Wait is over as government confirms Cabe’s work will move across
The government has confirmed that architecture quango Cabe is to merge with the Design Council, after weeks of delay.
Housing minister Grant shapps said he wanted to create a “one-stop shop, providing a service to industry, councils and local communities.”
The announcement was put back two weeks ago in order to secure the permission of deputy prime minister Nick Clegg, because the decision affects quangos working for three government departments.
Grant Shapps said he wanted the merger to allow local residents to have a much greater say over how their communities are designed.
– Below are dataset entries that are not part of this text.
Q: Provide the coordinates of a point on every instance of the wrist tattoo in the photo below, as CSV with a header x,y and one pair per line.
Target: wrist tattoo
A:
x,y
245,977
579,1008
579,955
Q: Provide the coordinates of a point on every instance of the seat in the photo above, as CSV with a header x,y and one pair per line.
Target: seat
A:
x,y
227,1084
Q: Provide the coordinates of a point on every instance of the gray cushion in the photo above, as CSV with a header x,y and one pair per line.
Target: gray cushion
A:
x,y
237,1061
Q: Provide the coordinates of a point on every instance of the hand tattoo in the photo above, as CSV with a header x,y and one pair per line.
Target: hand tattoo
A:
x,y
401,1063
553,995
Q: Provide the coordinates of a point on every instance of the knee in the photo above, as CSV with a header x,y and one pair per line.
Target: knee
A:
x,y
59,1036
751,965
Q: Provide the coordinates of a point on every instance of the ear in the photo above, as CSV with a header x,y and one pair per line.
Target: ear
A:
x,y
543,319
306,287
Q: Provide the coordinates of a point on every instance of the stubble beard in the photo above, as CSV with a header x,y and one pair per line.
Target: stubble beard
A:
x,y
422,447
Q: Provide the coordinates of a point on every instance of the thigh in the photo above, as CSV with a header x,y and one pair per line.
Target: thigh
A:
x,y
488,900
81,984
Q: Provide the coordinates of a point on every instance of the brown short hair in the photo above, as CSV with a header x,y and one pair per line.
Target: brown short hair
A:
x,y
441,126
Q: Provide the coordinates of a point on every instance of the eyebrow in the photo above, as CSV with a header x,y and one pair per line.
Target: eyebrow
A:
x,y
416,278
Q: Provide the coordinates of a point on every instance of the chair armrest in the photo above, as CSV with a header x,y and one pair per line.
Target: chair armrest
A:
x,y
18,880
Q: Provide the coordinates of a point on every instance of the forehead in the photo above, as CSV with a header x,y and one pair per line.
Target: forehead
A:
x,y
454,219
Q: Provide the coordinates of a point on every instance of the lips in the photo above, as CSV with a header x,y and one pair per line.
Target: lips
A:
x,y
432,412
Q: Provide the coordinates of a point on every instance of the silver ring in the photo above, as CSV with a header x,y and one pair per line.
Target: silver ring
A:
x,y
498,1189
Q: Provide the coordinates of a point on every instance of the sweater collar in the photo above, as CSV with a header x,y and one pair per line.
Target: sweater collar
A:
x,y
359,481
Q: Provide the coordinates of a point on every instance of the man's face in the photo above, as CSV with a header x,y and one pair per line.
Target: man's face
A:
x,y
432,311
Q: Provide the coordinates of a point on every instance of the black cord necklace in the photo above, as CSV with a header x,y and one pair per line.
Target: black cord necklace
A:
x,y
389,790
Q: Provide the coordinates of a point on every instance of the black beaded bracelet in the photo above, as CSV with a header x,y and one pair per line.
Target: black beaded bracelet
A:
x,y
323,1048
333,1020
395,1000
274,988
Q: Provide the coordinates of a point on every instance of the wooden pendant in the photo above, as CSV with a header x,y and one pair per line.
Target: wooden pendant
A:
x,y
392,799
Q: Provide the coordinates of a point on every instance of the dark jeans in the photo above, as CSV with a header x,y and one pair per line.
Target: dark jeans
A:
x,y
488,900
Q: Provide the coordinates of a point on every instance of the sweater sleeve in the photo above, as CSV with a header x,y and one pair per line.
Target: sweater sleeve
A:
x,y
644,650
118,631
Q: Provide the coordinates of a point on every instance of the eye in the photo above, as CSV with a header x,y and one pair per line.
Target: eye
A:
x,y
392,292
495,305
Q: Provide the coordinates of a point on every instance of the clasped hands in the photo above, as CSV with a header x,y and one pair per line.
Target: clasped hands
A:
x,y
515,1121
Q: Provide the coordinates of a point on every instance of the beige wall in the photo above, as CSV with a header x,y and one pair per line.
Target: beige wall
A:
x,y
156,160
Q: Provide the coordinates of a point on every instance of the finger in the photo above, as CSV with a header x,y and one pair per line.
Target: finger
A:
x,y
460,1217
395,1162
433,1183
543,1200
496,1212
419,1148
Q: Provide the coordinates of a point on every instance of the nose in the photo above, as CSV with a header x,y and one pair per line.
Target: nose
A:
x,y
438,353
He said: “By merging these elements of the Design Council and the Commission for Architecture and the Built Environment, we can continue to improve the local support that is available for people to do this, and build on the strong track record in offering mentoring, training and support.”
“This merger will not only mean the excellent work the Commission has already undertaken can continue, but will also ensure that every taxpayer’s pound spent on improving design is spent wisely and efficiently,” he added.
The combined organisation will focus on:
However, it did not confirm that current Cabe chair Paul Finch will transfer across to the Design Council, as expected. Current Cabe chief executive Richard Simmons will step down for personal reasons.
The Design Council board will be expanded to include a number of current Cabe commissioners, although it is not thought that all will transfer, with the statement confirming that “a new governance structure for the Design Council will also be put in place to equip the new organisation to deliver its new broader remit.”
According to a leaked government documents last week, Cabe will officially be wound up under the merger, with only 20 of the 125 staff it had in 2010 transferring. The Design Council will also lose around 40% of its staff under the move.
Today’s statement said the Design Council will be consulting with CABE staff in the coming weeks to finalise the roles which will continue to deliver the Design Review services, as part of the new organisation. It said these will be confirmed, along with the new organisational structure for the Design Council when staff consultations in both organisations have been completed.
The merger will see the Design Council cease to be a Non Departmental Public Body but retain its charitable status and become an independent not-for profit organisation incorporated by Royal Charter. It will continue to act as advisor and intermediary delivering key services to government. In addition to Cabe’s work, it will now focus on three areas: design demonstration, knowledge networks and design policy advice to government. The target date for the transition is 1 April 2011, subject to agreement by the Privy Council and Charity Commission.
Paul Finch said the merger was a “very positive move” that will “place architecture at the heart of the economy as a driver for competitive businesses and places.” He added: “I am very much looking forward to the combined expertise of our two organisations to coming together to achieve that.”